Seliger Georg Häfner, liturgische Texte


 

Seliger Georg Häfner

Liturgische Texte für die Heilige Messe

Tagesgebet

Allmächtiger Gott, du hast den seligen Priester und Märtyrer Georg Häfner zum Zeugen deines Erbarmens erwählt und sein Lebensopfer in der Gefangenschaft angenommen; lass uns durch sein Beispiel die Liebe des Erlösers erkennen, Dich und die Menschen lieben und besonders den Feinden vergeben.Darum bitten wir durch Jesus Christus, unseren Herrn und Gott, der in der Einheit des Heiligen Geistes mit Dir lebt und herrscht in Ewigkeit.

Amen

LESEHORE ZWEITE LESUNG

Aus dem Brief an die Eltern vom 9. Dezember 1941 von Georg Häfner: Es ist vom Herrgott bestimmt, dass ich den Kreuzweg weiter gehe. Am Donnerstag komme ich sehr wahrscheinlich nach Dachau. Macht Euch deswegen keine allzu große Sorgen. Ohne den Willen Gottes geschieht nichts. Ich habe mich sehr gefreut, lieber Vater, dass Du mich heute besucht hast. Du hast Dich tapfer gehalten und Dein Kreuz, Dein Segen, den Du mir auch im Namen der lieben Mutter auf die Stirn gedrückt hast, wird nicht umsonst sein; ich verlass mich drauf; denn in der Heiligen Schrift heißt es, Vater Segen baut den Kindern Häuser.
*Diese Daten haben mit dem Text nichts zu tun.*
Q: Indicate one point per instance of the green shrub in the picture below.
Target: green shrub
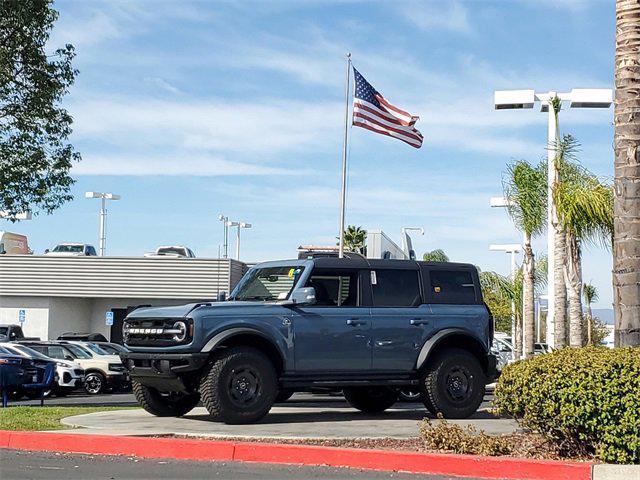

Mich hat es je mehr angegriffen, dass ich fast kein Wort herausgebracht habe. Ich wollte Dir zuletzt noch sagen: ich hoffe, dass recht bald die Zeit wiederkommt, wo ich zu Euch Vater und Mutter sagen kann. Verzeiht mir da alles, wodurch ich Euch gekränkt und Sorgen gemacht habe. Ich danke Euch herzlich mit tausendfachem Vergelt’s Gott, dass Ihr mich habt Priester werden lassen, wenn Ihr auch jetzt zusammen mit dem priesterlichen Sohn das Kreuz tragen müsst. Wir tragen es zusammen geduldig, das gibt mir besondere Kraft und besonderen Trost. Ich trage es und ihr helft mir dabei durch Euer Gebet, durch Eure Geduld, durch Euere Gottvertrauen, durch Eure Ergebung in den Willen Gottes. Keinem Menschen wollen wir fluchen, keinem etwas nachtragen, mit allen wollen wir gut sein. Liebe Mutter! ich nehme es Dir nicht übel, ich verstehe es wohl, dass Du heute nicht dabei sein konntest. In der Person des lieben Vaters warst Du auch dabei. Geht auch recht oft zu den heiligen Sakramenten, besonders zur heiligen Kommunion, dann kann es an dem Segen Gottes nicht fehlen.

Responsorium

R Ich habe den guten Kampf gekämpft, den Lauf vollendet, die Treue gehalten. Schon jetzt liegt für mich der Kranz der Gerechtigkeit bereit.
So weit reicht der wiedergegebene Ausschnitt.